I guarantee you will not find agreement here on the "best" recording  . I would argue that this is as it should be, especially as regards a major composition; the better a piece is, the more it can sustain widely differing, yet still coherent, interpretations. Having said this, though, I would suggest that you investigate the 1945 recording by Malcolm Sargent with the Royal Liverpool Philharmonic and Huddersfield Choral Society. Sargent knew Elgar, and this was, I believe, the first complete recording (Elgar himself recorded excerpts, but never the entire piece). It's of more than historical interest, though; despite the limited sound quality (at least by modern standards), a very strong performance comes through vividly, and there's a sense of excitement missing in many later versions. Conveniently, it's available on an EMI budget CD....


----------



## Mirror Image (Apr 20, 2009)

You can't go wrong with Sir John Barbirolli and Sir Adrian Boult on EMI. Either one would be a good choice.


----------



## Eboracum (Jun 28, 2009)

Seconded!

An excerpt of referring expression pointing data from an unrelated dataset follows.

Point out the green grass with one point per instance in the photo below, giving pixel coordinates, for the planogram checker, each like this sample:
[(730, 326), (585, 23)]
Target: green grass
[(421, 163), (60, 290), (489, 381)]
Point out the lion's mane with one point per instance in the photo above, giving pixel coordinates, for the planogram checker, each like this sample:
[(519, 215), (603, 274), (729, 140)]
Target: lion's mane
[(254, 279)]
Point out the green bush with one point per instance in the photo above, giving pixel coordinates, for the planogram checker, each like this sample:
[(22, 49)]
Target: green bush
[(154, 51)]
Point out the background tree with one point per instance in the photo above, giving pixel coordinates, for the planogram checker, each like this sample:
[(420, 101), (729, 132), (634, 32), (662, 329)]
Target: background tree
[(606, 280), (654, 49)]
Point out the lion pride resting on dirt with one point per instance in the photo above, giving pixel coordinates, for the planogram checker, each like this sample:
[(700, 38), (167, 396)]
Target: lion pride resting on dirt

The Boult is beautifully engineered for its period (1970s).


----------



## Elgarian (Jul 30, 2008)

Thirded. 

Indeed, you truly can't go wrong with either of those two, though they are different - different enough to warrant owning both. One overwhelming advantage of the Barbirolli is that you get Janet Baker at her tip-top best as the angel. Unforgettable stuff. As for Barbirolli vs Boult, this is not so easy to describe, but I'd say Barbirolli is more dramatic, whereas Boult is more mystical, or spiritual. This doesn't in the least mean I think one is better than the other; if I could only have one of them I honestly don't know which I'd choose. I'm just trying to find words to illustrate the differences.


----------



## bob parsons alberta (Jun 27, 2009)

Eboracum said:


> Seconded! The Boult is beautifully engineered for its period (1970s).


Tim, what the heck are you doing here!!

Anyhows thanks for the suggestions, I have ordered Boult from Amazon and Barbarolli is in the local library system.
The library has the recent Colin Davis recording, did not really think much of it, I am afraid to say.


----------